AA: What's your definition of right-brain and left-brain people?

GE: Left-brainers are the logical, scientific, analytical types who look for numbers, patterns and data to support their beliefs. Right-brainers are the Big Picture types, more creative and strategic. They tend to see things more holistically and rely on intuition more than hard data to make and support their decisions. Organizations make the best decisions when both thinking styles are used. This enables us to use whole-brain thinking and ensure we have a well-rounded perspective when making decisions.

AA: So you're saying you need to develop boards with a mix of right-brained and left-brained thinkers, not just a balance of age, gender, experience and competency?

GE: Right. There should be no singular path to the board. It's important for leaders to understand their thinking styles and for boards to understand their nominating styles. Right now, we tend to focus first on experience, then on competency, such as legal, finance, etc. We tend to get too hung up on process.

Reader note: For tips on inspiring creativity within your organization, check out this article from Association Adviser contributor Dana Plotke. 

AA: Let's talk more about different types of thought you've identified.

GE: There are four different dimensions to diversity: inborn human characteristics, personal experiences, organizational dimensions and style/tendencies. When all four of these dimensions are represented in a board, we produce diversity of thoughtand the best decisions are made.

AA: Does this play into hiring?

GE: I believe nonprofit leaders need to look for intelligent, confident, capable people. We need to realize that these types of people can learn new competencies, gain new knowledge and, as a result, often impact the organization in unforeseen, positive ways.
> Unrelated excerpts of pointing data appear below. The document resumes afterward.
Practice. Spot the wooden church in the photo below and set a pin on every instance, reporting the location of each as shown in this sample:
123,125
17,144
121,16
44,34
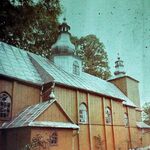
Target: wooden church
54,105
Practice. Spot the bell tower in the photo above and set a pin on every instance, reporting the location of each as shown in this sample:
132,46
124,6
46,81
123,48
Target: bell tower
127,84
63,51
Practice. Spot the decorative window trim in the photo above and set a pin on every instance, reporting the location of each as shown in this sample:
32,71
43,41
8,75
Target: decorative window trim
5,106
83,113
53,138
108,116
76,68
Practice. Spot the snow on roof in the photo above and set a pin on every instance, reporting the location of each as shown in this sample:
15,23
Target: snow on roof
142,125
53,124
24,65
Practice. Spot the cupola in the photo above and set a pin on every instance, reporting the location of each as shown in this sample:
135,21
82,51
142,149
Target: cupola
63,52
127,84
119,66
63,45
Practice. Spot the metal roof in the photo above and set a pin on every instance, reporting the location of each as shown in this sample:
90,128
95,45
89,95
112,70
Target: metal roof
28,115
27,118
27,66
83,81
15,63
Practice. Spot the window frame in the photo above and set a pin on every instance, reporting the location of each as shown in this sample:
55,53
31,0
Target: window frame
108,116
76,68
53,140
83,113
4,105
126,120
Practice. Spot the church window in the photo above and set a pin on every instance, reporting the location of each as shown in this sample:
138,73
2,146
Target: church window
83,113
126,120
76,68
108,116
54,138
5,105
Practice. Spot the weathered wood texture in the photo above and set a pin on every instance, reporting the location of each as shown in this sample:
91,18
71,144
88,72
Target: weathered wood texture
22,95
64,138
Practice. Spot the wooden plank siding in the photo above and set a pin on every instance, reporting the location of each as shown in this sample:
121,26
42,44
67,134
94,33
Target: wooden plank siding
53,113
64,138
22,95
70,100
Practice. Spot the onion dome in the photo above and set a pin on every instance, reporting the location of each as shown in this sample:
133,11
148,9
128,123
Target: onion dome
119,66
63,45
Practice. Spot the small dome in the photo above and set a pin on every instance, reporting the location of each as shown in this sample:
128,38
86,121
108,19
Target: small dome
63,44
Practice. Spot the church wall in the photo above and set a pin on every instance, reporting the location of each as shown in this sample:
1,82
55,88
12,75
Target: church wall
109,138
64,136
84,141
132,116
135,137
21,135
145,137
138,116
121,137
53,113
96,111
98,140
96,104
117,112
22,95
133,91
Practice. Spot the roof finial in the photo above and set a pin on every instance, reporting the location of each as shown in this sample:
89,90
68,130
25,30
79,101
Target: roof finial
64,19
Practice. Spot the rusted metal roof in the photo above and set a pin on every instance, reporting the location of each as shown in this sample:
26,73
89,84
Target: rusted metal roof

AA: How about board composition?

GE: It's important for leaders to understand their individual thinking styles and tendencies and how that affects their role as a leader and how they make decisions. It is also important for nominations committees to take a broad look at what it means to be the “right fit” for the board. The best boards are those that have diversity in thinking styles/tendencies in addition to inborn human characteristics, personal experiences and the role in which members work in the profession, industry or charity represented by the organization.
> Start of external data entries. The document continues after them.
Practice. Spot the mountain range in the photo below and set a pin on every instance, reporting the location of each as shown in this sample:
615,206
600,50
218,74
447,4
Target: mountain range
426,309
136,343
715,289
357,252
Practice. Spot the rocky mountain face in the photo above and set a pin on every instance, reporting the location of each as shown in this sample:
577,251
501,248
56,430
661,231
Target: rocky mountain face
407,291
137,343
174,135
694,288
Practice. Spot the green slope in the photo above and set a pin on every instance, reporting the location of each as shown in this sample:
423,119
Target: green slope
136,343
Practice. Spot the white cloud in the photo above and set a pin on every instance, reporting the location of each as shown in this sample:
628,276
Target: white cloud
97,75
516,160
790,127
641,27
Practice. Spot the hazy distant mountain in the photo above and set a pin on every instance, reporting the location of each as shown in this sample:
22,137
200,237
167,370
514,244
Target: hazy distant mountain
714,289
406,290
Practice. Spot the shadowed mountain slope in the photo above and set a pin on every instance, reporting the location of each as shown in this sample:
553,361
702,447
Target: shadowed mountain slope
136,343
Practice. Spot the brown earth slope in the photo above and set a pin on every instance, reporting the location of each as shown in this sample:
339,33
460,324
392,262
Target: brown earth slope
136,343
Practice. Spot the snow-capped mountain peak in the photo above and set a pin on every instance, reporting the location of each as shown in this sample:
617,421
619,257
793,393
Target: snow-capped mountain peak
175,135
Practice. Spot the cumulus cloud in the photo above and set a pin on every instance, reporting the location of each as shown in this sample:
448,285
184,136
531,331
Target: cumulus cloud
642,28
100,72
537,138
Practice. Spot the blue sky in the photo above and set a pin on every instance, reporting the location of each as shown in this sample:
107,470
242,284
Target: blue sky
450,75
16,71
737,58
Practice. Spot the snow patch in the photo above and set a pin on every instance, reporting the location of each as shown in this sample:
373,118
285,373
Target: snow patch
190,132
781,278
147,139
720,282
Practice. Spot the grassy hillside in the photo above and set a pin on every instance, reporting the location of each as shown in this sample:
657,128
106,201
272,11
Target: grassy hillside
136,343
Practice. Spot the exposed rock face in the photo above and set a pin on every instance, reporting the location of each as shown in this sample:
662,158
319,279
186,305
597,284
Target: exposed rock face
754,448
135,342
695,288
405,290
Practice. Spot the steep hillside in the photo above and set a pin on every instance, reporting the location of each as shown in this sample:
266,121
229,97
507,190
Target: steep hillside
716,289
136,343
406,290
AA: So, how should we measure the ROI of one's membership under this new model of thinking?

GE: Members are looking for ROE (Return on Experience), not just ROI (Return on Investment). Trendlines in membership, education enrollment, event attendance and finance are much more important than a single point of data. In any given year, those numbers may go up or down for a variety of reasons; however, if an organization is executing the right strategy, over time, all metrics should trend upward.

AA: What's been the key to your success when so many other associations lost members during the downturn?

GE: Six things, which our book is based on:

1. Diversity of thought
2. Heightened sense of intuition
3. Dynamic decision-making
4. 360-degree thinking (understanding interconnectedness)
5. Using powerful questions
6. Understanding change and the nature of change

AA: Tell us more about 360-degree thinking.

GE: 360-degree thinking is about understanding we live in an interconnected world. It's about seeing the past, present and future when making decisions. It's about looking internally and externally to gain insight. It's about understanding that a change in one part of an organization will affect another. And it is about understanding that nonprofits don't exist in a vacuum. They exist in an ecosystem where everything is interconnected.

AA: Is this a particularly challenging time to be the leader of an association?

GE: It's always a challenging time to be an association leader, but as not-for-profit leaders, we're blessed to work with great people and ideas.

AA: So, what's keeping you up at night?

GE: Nonprofits need new ways to think, lead and achieve. What keeps me up at night is finding ways to engage the nonprofit community in a dialog about how to make this happen.